2004 – Reader Chas Edwards used the right word when he described your editor’s appearance on the Bill O’Reilly show as a “smackdown,” for television of this variety has far more in common with professional wrestling than with professional journalism. And like a professional wrestler I went on the show knowing full well that I was the designated loser. Bad Bubba O’Reilly was to show his infinite skills against Ultimo A-Train Sam with the latter left humiliated on the mat.
Some have inquired, and not too gently, why I would submit to such nonsense. Leading aside the shameful truth that I enjoy nonsense immensely, things like the O’Reilly show are merely the outward and most visible sign of an artificiality that pervades television. Everything that television does becomes television rather than what it starts out to be.
For example my few minutes on Fox required numerous phone calls, including a “pre-interview,” follow-ups and useful advice on how to facilitate the O’Reilly experience. Upon arrival I was layered with powder to make me look as much unlike myself as possible although, as I pointed out to the duster, making me up is a bit like George Bush trying to balance a budget. And then I sat for 45 minutes as people rushed back and forth on unknown but important missions including Britt Hume who sincerely wished me luck tackling O’Reilly and Bill Kristol who said hello and then quickly turned and left when he realized that his greeting hadn’t been necessary.
And to what end? To spend a few minutes talking to a wall that for the purposes of television I was to imagine as Bill O’Reilly. How an industry that spends so much money on everything else can only give you a wall to talk to is puzzling and I know of no one who has experienced one of these remote interviews who finds it comfortable.
I comforted myself by recalling the time I was interviewed in my office and placed in a chair in front of the camera. A bored young intern sat in a chair under the camera and I was told to direct my answers to him, answers to questions being provided over a speakerphone 160 degrees off my starboard bow by an interviewer in New York. Three minutes into the interview the intern fell asleep, a development unnoticed by the crew on the other side of the camera.

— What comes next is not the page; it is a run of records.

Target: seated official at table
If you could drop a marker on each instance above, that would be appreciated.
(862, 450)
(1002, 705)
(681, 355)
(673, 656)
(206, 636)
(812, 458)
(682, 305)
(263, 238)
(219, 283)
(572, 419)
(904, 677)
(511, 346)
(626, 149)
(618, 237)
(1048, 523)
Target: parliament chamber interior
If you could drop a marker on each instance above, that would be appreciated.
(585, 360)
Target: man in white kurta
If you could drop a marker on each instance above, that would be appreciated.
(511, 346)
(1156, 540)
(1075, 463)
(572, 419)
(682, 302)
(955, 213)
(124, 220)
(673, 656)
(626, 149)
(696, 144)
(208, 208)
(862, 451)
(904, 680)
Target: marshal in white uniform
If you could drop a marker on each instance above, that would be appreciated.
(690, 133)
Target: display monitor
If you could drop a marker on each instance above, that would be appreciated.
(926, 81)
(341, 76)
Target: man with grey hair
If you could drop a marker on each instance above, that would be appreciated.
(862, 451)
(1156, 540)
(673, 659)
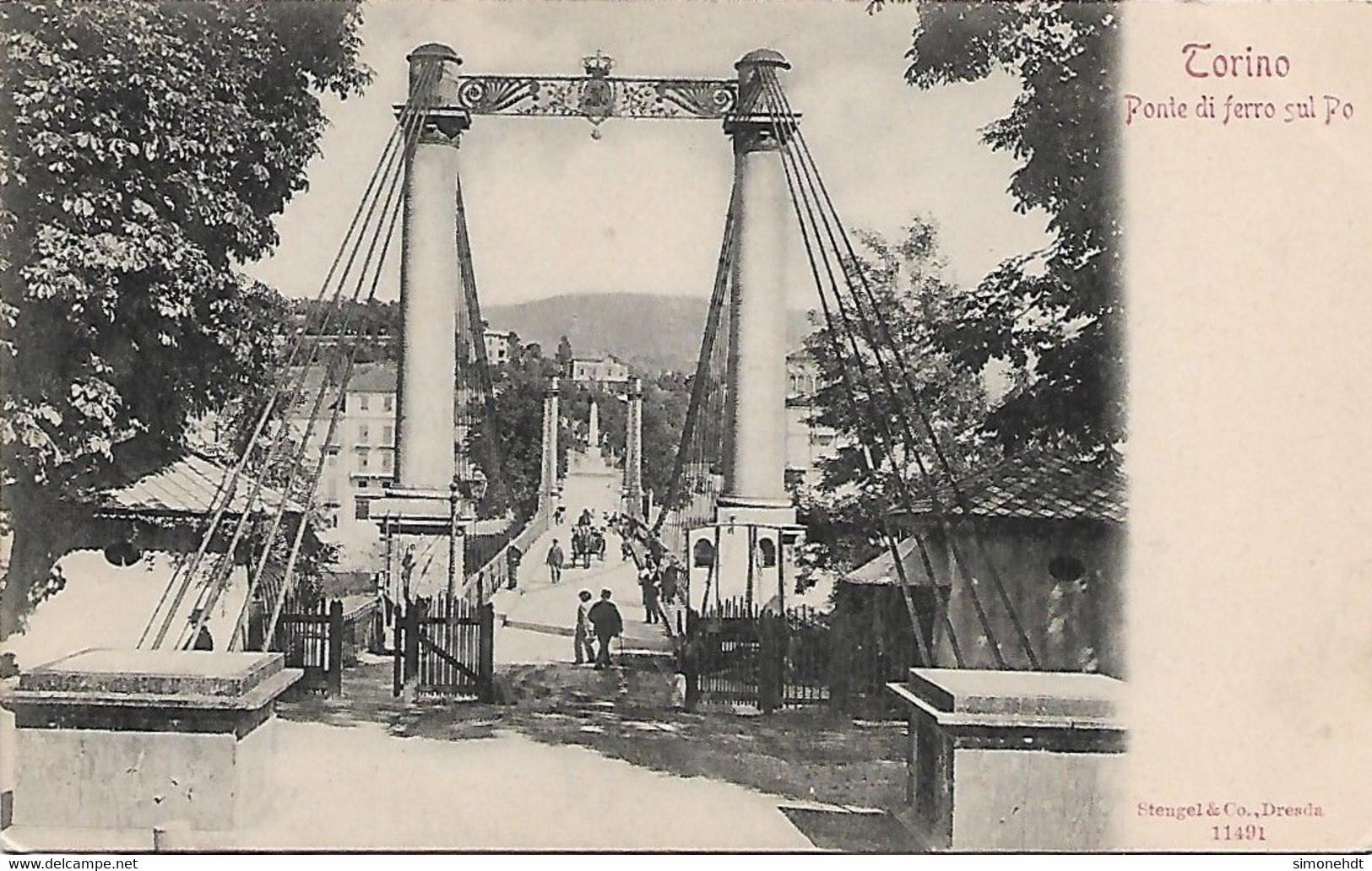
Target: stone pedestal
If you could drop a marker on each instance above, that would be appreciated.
(127, 741)
(1011, 760)
(746, 555)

So for the next ten or fifteen minutes I had to inform a dormant slacker on some matter of great concern without totally breaking up. On the whole, I prefer walls.
Besides, I got to talk with the Bosnian driver of the car Fox News had sent for me. And by the time we had reached the UAW headquarters where my next meeting was, he had indicated that he would switch from his current political apathy to voting Green in the next election. So you see, it was worth it, after all.
2011 – Your editor recently took on O’Reilly and managed 104 more words than the interviewer. Further I actually gave two answers of 78 and 84 words. For only one brief instance did O’Reilly outtalk Sam. Sam was reduced to five or less words in only 31.11% of his replies.